Samples characterization

The 1H NMR spectrum was recorded in a VARIAN spectrometer (VARIAN INOVA 500 MHz). The sample was dissolved in CDCl3 at concentration 5 mg/mL. Tetramethylsilane was used as the internal reference. The micelle sizes in dilute copolymer aqueous solution were measured in a laser light scattering instrument (Zetasizer Nano ZS90. Malvern). The solutions were filtered through a 0.45 μm filter and equilibrated at each temperature for 15 min before measurement. The TEM experiments were carried out in a JEOL electron microscope (JEM100CXII). In sample preparation, an ultrathin carbon network was dipped in 1 wt% copolymer aqueous solution. The SEM experiments were carried out in a FEI electron microscope (Nanosem 430). In sample preparation, drop the sample on a smooth silicon wafer and heat to 37 °C to make it gel and then immediately transferred to liquid nitrogen and freeze-drying, then sprayed gold on the sample. Sol-gel transition of copolymer aqueous solutions was detected by MCR 702 MultiDrive. Fluorescence absorption curves and fluorescence emission curves of ICG solutions were detected by Thermo Scientific Lumina. Photothermal curve and infrared thermal imaging of ICG solutions (80 μg/ml) under NIR irradiation were detected by FLUKE Ti480 PRO.

Flow cytometry analysis of activated antigen-presenting cells (APCs)

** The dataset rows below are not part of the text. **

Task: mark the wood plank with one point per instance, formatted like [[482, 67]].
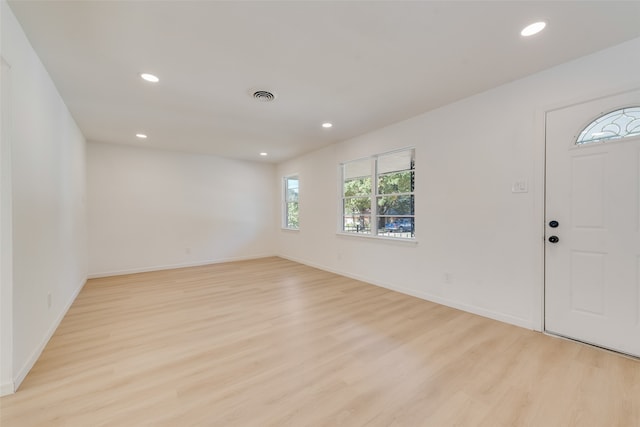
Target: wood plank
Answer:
[[271, 342]]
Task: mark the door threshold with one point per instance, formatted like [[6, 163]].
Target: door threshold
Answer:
[[608, 350]]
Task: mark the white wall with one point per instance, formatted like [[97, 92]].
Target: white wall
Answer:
[[470, 227], [151, 209], [47, 197]]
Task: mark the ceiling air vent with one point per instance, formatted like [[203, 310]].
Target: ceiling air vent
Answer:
[[264, 96]]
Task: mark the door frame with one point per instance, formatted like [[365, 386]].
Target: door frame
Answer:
[[540, 178]]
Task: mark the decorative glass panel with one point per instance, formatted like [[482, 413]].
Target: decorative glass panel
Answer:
[[617, 124]]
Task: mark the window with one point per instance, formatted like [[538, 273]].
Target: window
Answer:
[[291, 193], [378, 195], [617, 124]]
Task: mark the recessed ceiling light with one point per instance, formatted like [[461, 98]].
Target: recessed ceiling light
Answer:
[[532, 29], [150, 77]]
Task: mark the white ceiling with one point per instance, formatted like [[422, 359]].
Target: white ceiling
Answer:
[[359, 64]]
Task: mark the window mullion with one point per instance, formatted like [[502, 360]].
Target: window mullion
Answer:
[[374, 196]]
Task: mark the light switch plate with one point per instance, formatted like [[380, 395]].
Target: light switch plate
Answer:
[[520, 187]]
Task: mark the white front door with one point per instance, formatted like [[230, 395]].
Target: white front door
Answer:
[[592, 271]]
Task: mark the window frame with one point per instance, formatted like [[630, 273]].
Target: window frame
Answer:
[[285, 202], [373, 214], [599, 123]]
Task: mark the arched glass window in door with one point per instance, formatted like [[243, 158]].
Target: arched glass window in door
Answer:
[[617, 124]]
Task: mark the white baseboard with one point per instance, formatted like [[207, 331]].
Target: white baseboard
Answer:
[[174, 266], [505, 318], [35, 355], [7, 388]]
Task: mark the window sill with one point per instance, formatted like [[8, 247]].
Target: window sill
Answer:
[[385, 239]]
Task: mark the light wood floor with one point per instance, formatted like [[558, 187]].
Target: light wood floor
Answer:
[[274, 343]]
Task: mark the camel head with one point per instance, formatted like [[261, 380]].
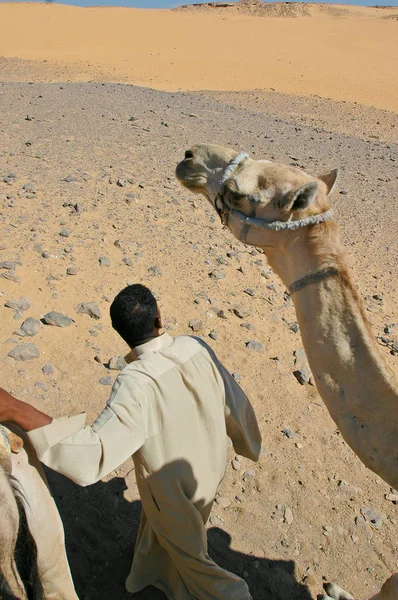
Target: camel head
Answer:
[[249, 193]]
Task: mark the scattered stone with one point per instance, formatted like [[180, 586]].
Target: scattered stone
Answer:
[[104, 261], [155, 271], [117, 363], [89, 308], [254, 346], [302, 375], [196, 324], [249, 292], [70, 179], [248, 475], [240, 312], [10, 265], [57, 319], [371, 516], [248, 326], [41, 386], [288, 433], [21, 304], [344, 486], [223, 502], [392, 496], [217, 274], [216, 521], [24, 352], [31, 326], [288, 516]]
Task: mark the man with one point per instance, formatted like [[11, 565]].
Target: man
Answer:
[[170, 409]]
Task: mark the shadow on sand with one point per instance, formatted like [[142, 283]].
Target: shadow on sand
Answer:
[[101, 527]]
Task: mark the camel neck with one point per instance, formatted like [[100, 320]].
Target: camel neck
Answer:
[[352, 377]]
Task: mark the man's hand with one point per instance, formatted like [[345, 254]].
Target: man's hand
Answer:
[[21, 413]]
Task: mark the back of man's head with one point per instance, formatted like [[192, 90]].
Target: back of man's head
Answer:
[[134, 314]]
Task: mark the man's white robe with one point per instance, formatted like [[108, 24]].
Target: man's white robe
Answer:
[[171, 409]]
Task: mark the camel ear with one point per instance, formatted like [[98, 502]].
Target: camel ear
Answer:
[[329, 179], [301, 197]]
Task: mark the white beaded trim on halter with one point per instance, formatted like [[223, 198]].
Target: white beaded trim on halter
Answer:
[[271, 225]]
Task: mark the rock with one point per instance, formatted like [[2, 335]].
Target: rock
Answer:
[[217, 274], [254, 346], [104, 261], [288, 433], [155, 271], [288, 516], [10, 265], [248, 326], [21, 304], [41, 386], [31, 326], [240, 312], [117, 363], [196, 324], [371, 516], [302, 375], [57, 319], [392, 496], [89, 308], [216, 521], [248, 475], [223, 502], [25, 352]]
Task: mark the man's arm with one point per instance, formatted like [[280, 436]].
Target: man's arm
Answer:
[[84, 454], [21, 413]]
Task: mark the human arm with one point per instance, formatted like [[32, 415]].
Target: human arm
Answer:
[[21, 413], [240, 418], [86, 454]]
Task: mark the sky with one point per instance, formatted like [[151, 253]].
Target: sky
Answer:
[[173, 3]]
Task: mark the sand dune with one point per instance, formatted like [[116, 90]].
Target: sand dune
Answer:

BD Accuri 6 plus (BD Biosciences) was used for flow cytometry analysis. And we analyzed the results by FlowJo software. Epitope-specific T cells were studied using FITC anti-CD3, APC anti-CD8a and Percp Cy5.5 anti-CD4. Other antibodies used included the following: FITC anti-CD80 (104705, Biolegend), APC anti-CD86 (105011, Biolegend), PE anti-CD62L (104407, Biolegend), APC anti-CD44 (103011, Biolegend), FITC anti-CD103 (121419, Biolegend), PE anti-CD138 (142503, Biolegend), FITC anti-CD45 (103107 Biolegend), PE anti-CD11c (117307, Biolegend). All staining procedures were performed according to the manufacturer's recommendations.

Animal experiments

To evaluate the in vivo immune stimulation of the vaccine, BALB/c female mice (6–8 weeks, SPF level) and C57BL/6 female mice (6–8 weeks, SPF level) were purchased from Huafukang, China, and maintained on standard mouse food and water for 3 days. These C57BL/6 mice were divided into 6 groups, each group consisted of five mice. The experimental mice were immunized twice and the injection site was irradiated with NIR on the second day after vaccination to release tumor antigens. Then inoculated immunized mice with 1.0 × 106 B16 cells. Three days after inoculation with tumor cells, the mice were dissected to check the immune activation in vivo. The length (L) and width (W) of each tumor were measured every 2 days with a digital caliper, and the tumor volume was calculated using the formula: tumor volume = (Width2 × Length)/2. Mice were sacrificed by cervical decapitation 20 days after treatment. Tumors were fixed for immunohistochemistry staining. Similar experiments were performed in BALB/c mice. All the animal experiments involved in this work were approved by the Animal Ethics Committee of Tianjin University.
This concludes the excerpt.